EMENTA: RECURSO DE REVISTA INTERPOSTO A ACÓRDÃO PUBLICADO NA VIGÊNCIA DA LEI N.º 13.467/2017. ADICIONAL DE PERICULOSIDADE. BASE DE CÁLCULO. ALTERAÇÃO CONTRATUAL. REDUÇÃO. IMPOSSIBILIDADE. TRANSCENDÊNCIA JURÍDICA DA CAUSA RECONHECIDA. 1. Cinge-se a controvérsia em definir se a empregadora - integrante da Administração Pública - pode alterar unilateralmente a base de cálculo do adicional de periculosidade pago à obreira, há mais de vinte anos, sem que tal ato configure alteração contratual lesiva. 2. Considerando a atualidade da controvérsia, bem assim a ausência de uniformidade de entendimentos sobre a questão ora examinada, revela-se oportuno o reconhecimento da transcendência da causa, sob o aspecto jurídico. 3. A Administração Pública, ao celebrar contrato de trabalho com particular pelo regime celetista, perde as suas prerrogativas públicas e abre mão de sua supremacia de poder.
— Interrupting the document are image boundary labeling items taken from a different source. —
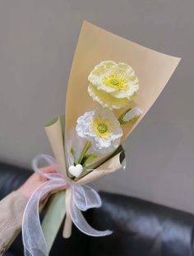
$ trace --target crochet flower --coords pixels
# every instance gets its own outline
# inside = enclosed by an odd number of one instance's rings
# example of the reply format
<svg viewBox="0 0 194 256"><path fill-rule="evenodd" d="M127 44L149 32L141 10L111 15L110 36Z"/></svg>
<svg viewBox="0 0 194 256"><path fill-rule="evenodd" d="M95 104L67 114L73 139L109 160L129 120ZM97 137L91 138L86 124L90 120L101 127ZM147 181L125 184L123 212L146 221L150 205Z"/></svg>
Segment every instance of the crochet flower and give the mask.
<svg viewBox="0 0 194 256"><path fill-rule="evenodd" d="M99 154L113 151L119 145L122 130L117 118L108 109L85 112L76 121L79 136L91 142L93 150Z"/></svg>
<svg viewBox="0 0 194 256"><path fill-rule="evenodd" d="M88 80L90 95L110 109L128 105L139 90L134 70L122 63L101 62L90 73Z"/></svg>

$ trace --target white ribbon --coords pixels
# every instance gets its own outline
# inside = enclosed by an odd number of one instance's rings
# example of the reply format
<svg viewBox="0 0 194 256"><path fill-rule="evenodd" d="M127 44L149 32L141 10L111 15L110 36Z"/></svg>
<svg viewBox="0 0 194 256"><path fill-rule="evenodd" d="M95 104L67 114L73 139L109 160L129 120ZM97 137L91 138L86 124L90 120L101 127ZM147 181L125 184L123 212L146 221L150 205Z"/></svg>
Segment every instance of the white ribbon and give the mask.
<svg viewBox="0 0 194 256"><path fill-rule="evenodd" d="M39 162L44 160L49 165L54 165L57 172L45 174L39 170ZM81 211L99 207L102 204L99 193L86 185L79 185L64 179L58 171L55 160L48 155L37 156L32 161L34 170L40 176L48 179L30 197L25 207L22 221L22 238L25 256L48 256L46 241L39 221L39 202L50 192L71 189L69 214L75 226L83 233L91 236L104 236L112 231L99 231L93 229L85 221Z"/></svg>

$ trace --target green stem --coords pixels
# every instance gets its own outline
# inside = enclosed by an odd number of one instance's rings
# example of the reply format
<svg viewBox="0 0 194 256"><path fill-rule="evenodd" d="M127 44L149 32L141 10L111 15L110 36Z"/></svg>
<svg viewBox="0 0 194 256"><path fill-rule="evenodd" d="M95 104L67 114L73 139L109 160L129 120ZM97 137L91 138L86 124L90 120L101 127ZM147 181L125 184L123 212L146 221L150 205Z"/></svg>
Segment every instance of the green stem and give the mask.
<svg viewBox="0 0 194 256"><path fill-rule="evenodd" d="M82 151L81 153L81 156L79 157L79 160L77 161L77 164L81 164L84 156L85 156L85 154L87 153L87 151L89 150L89 148L91 147L91 142L87 141L82 149Z"/></svg>

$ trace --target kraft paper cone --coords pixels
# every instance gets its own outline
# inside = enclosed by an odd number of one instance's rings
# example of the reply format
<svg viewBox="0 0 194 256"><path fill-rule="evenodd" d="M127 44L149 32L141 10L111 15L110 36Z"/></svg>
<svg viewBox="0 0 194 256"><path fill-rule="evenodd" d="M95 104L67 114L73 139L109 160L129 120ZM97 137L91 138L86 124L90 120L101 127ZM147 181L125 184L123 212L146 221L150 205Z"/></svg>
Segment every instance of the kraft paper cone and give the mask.
<svg viewBox="0 0 194 256"><path fill-rule="evenodd" d="M68 81L66 100L65 137L67 137L71 128L75 128L76 120L81 115L83 115L85 112L99 107L99 105L89 95L87 77L94 67L104 60L129 64L135 70L139 80L140 90L133 105L141 109L142 114L136 122L122 126L123 130L122 143L156 100L178 66L180 58L151 50L84 21ZM128 109L128 106L126 109ZM119 117L126 109L113 110L113 113L117 117ZM58 120L53 127L46 128L46 132L60 169L65 170L65 158L62 159L65 151L64 147L62 147L62 133L61 131L57 132L57 130L60 130L58 122ZM57 135L57 133L60 134ZM120 154L118 153L95 170L88 174L87 176L81 178L77 184L82 184L93 181L104 175L120 170ZM67 174L64 175L67 175ZM71 198L71 194L66 199L68 201L69 198ZM67 205L68 207L68 202ZM53 205L53 207L55 206ZM64 206L62 205L62 207ZM60 207L58 210L60 212ZM53 212L53 221L56 221L55 217L58 213L54 211ZM64 212L63 215L65 215ZM51 230L47 229L48 230ZM63 235L67 237L70 234L71 221L67 219ZM49 235L48 235L48 236ZM47 241L49 241L49 239ZM48 244L48 248L51 248L51 244Z"/></svg>
<svg viewBox="0 0 194 256"><path fill-rule="evenodd" d="M122 143L156 100L177 67L180 58L154 51L84 21L67 93L67 136L70 128L76 127L79 116L99 107L89 95L87 77L94 67L104 60L129 64L139 79L140 90L134 104L141 109L142 114L136 122L122 125L124 134ZM113 112L119 117L126 109Z"/></svg>

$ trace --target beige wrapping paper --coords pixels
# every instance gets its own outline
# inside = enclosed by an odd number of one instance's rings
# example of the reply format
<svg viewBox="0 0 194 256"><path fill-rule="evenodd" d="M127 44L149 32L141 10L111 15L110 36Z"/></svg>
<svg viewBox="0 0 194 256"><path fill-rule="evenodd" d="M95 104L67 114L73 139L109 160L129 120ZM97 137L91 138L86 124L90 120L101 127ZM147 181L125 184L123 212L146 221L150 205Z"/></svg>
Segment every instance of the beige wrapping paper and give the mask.
<svg viewBox="0 0 194 256"><path fill-rule="evenodd" d="M68 81L66 100L66 138L70 129L75 128L78 117L99 106L89 95L87 77L93 67L104 60L123 62L131 65L139 79L140 90L133 105L138 106L142 114L136 122L122 127L123 130L122 143L156 100L178 66L180 58L151 50L84 21ZM117 117L119 117L124 111L125 109L113 110ZM60 170L64 178L70 180L66 170L62 128L60 119L58 119L53 125L46 127L45 130ZM121 170L120 153L80 179L76 184L90 183L118 170ZM71 191L67 189L64 237L69 237L72 232L72 220L69 216L71 197Z"/></svg>

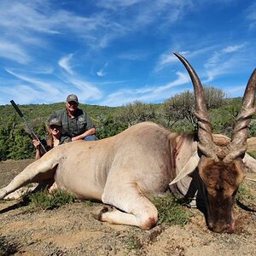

Submete-se, portanto, ao mesmo plano das empresas privadas, devendo observar as normas e os princípios do Direito do Trabalho. 4 . Nessa senda, aplica-se, aos empregados celetistas vinculados à Administração Pública, o disposto no artigo 468, cabeça, da CLT, segundo o qual preconiza que, nos contratos individuais de trabalho, as alterações das condições de trabalho só serão lícitas por mútuo consentimento e, ainda assim, desde que daí não resultem, direta ou indiretamente, prejuízos ao empregado. 5. Não há, dessa forma, como considerar lícita a redução, efetuada pela empregadora, na base de cálculo do adicional de periculosidade da empregada, que, desde a sua admissão, em 26/10/1993, recebia a aludida parcela calculada sobre a sua remuneração, mas, a partir de 2014, passou a recebê-la tão somente com base em seu salário básico, ao argumento de que a lei assim estatuíra. 6. A aludida redução não encontra respaldo no ordenamento jurídico pátrio, em face dos princípios da proteção ao trabalhador e da nulidade das alterações contratuais lesivas. Observa-se, do exposto, que a redução de vantagens anteriormente concedidas à obreira não configura simples cumprimento legal, mas, ao revés, caracteriza violação do disposto no artigo 468 consolidado. 7. Recurso de Revista conhecido e não provido. (Tribunal Superior do Trabalho (6ª Turma). Acórdão: 0010931-26.2017.5.15.0066. Relator(a): LELIO BENTES CORREA. Data de julgamento: 10/11/2021. Juntado aos autos em 12/11/2021.)